A few days ago, a cancer patient asked me the following question, I am sharing it here for the benefit of others.
Q: What happens when they remove all the lymph nodes on the left / right armpit, have I got any more defence at all on that part or even it is minimized?
You have raised an interesting question. I would respond to it as follows:
The lymphatic system is a network of tubes that carries a clear fluid called lymph from your cells to the bloodstream. Lymph nodes are kidney beans like structures located throughout the lymphatic system, in the armpits as well.
Lymph nodes function is to fight infection, filter lymph fluid. Lymph nodes efficiently trap pathogens like bacteria, other waste materials from the cells and destroy them by triggering an immune response. Therefore, a healthy lymphatic system is pivotal to fight infectious diseases and disease like cancer.
In case of breast cancer oncologist after removing a cancerous tissue also recommend to take out nearby lymph nodes to avoid the spread of cancer. The lymph node nearest to the original cancer site are called sentinel lymph nodes. An oncologist can remove a single sentinel lymph node to verify the presence of cancer cells, by performing a biopsy. If cancer cells are present there then it is sensible and advisable to remove the neighbouring lymph nodes to eliminate the chance of spread of cancer cells.

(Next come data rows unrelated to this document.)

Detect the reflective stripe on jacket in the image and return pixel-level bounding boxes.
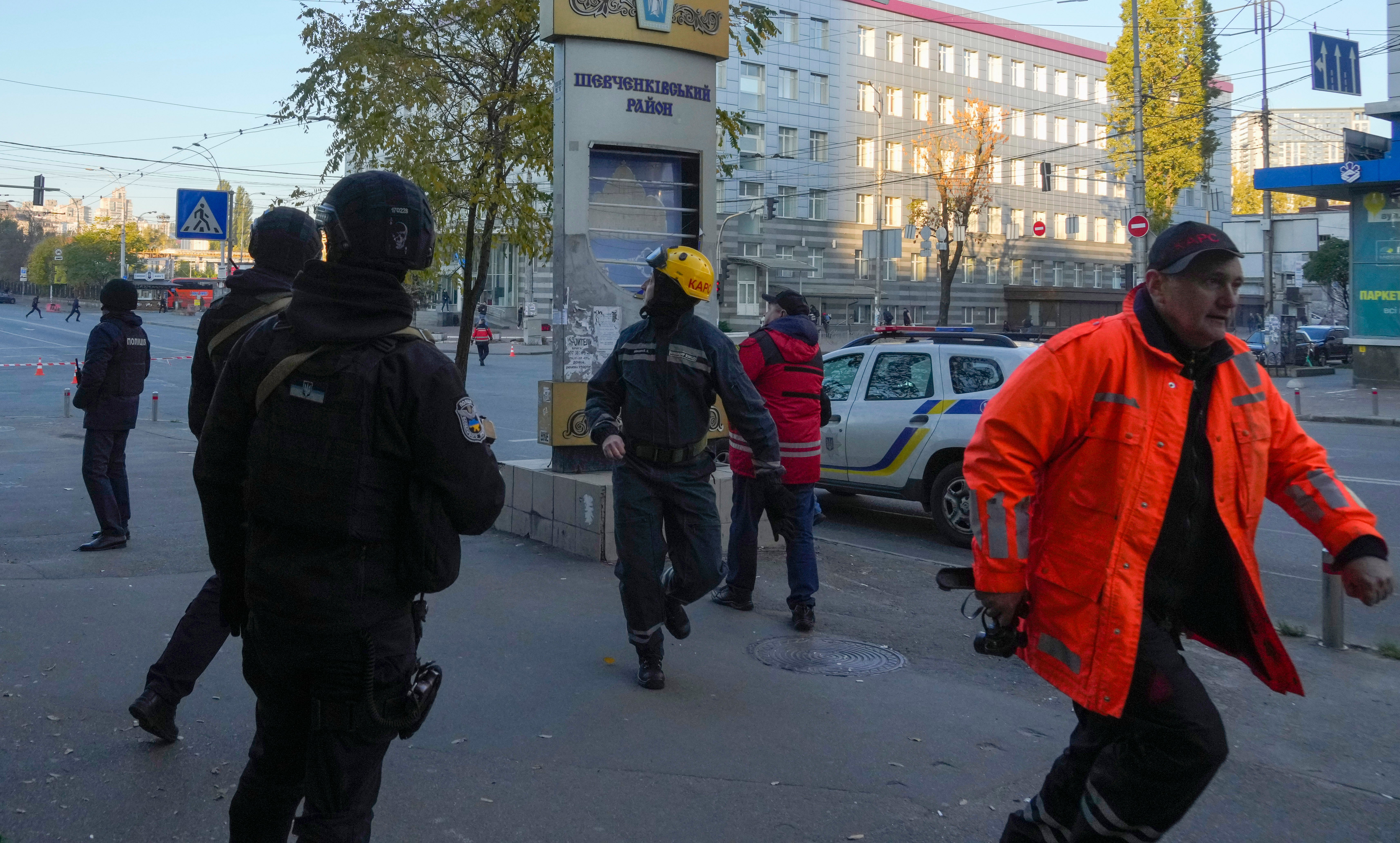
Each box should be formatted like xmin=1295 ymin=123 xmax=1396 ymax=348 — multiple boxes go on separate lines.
xmin=729 ymin=323 xmax=823 ymax=483
xmin=963 ymin=284 xmax=1379 ymax=717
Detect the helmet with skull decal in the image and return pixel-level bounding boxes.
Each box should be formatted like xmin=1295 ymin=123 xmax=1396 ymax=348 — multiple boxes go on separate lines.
xmin=316 ymin=169 xmax=437 ymax=272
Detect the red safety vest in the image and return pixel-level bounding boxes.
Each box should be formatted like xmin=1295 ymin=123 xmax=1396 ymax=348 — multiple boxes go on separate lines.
xmin=729 ymin=328 xmax=823 ymax=483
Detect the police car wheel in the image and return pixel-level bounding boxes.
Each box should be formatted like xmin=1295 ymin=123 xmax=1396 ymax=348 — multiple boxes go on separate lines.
xmin=928 ymin=462 xmax=972 ymax=548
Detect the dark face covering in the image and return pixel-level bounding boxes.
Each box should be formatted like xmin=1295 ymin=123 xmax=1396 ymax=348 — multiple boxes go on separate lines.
xmin=641 ymin=270 xmax=699 ymax=332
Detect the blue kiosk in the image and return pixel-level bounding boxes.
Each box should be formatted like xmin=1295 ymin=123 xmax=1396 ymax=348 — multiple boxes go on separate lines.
xmin=1254 ymin=111 xmax=1400 ymax=388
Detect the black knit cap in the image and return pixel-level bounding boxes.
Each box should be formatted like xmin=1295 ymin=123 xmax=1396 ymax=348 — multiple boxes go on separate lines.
xmin=248 ymin=206 xmax=321 ymax=275
xmin=99 ymin=279 xmax=136 ymax=311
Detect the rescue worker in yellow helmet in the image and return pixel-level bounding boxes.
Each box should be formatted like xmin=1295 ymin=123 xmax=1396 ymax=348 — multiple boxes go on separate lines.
xmin=585 ymin=247 xmax=797 ymax=690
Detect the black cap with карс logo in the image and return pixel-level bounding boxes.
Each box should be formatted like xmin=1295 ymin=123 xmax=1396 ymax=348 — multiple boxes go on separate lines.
xmin=1147 ymin=223 xmax=1245 ymax=275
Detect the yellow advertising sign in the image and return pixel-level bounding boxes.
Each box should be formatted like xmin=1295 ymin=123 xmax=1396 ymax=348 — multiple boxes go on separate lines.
xmin=539 ymin=0 xmax=729 ymax=59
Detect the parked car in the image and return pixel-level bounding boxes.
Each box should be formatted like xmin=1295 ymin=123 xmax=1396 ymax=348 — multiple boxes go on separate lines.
xmin=1298 ymin=325 xmax=1351 ymax=365
xmin=818 ymin=329 xmax=1035 ymax=548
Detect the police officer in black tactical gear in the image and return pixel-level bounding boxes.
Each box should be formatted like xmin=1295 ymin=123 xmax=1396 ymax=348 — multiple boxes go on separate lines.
xmin=127 ymin=207 xmax=321 ymax=741
xmin=195 ymin=171 xmax=504 ymax=843
xmin=585 ymin=247 xmax=797 ymax=690
xmin=73 ymin=279 xmax=151 ymax=550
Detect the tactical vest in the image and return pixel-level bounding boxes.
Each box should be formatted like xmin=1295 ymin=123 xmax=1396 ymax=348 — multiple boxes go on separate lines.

If cancer cells are not present in the sentinel lymph node/s then removing cancer-free lymph nodes is not a sensible choice.
Since there are thousands of cancer patients these oncologists have to see, therefore an easy and cost-effective approach for them is to remove all the lymph nodes, in the neighbourhood of the original tumour site.
Besides other comparatively minor side effects after lymphadenectomy (the medical term for lymph node removal), there is a possibility a patient whose lymph nodes have removed suffers from lymphoedema (swelling due to poor drainage lymph fluid), mostly this condition is developed if lymph nodes are removed and the patient has had radiotherapy treatment as well.
Last but not least, from the side of the body where lymph nodes are removed. Left side or right side, the immune system in this side might not be able to function optimally!
More lymph nodes and vessels are removed, greater could be the immunodeficiency syndrome on that side of the body. This side of the body is more prone to attack by bacteria, fungi and other pathogens. This can lead to the development of lymphoedema (infection) as explained above and subsequently patient has to use course/s of antibiotic drugs to overcome this infection.
Hence, from this info. one can see an oncologist should perform a biopsy of sentinel lymph node/s. On confirmation of the presence of neoplastic cells in the sentinel lymph node/s lymphadenectomy is advisable for this affected lymph node/s only.
Hope this information will help now.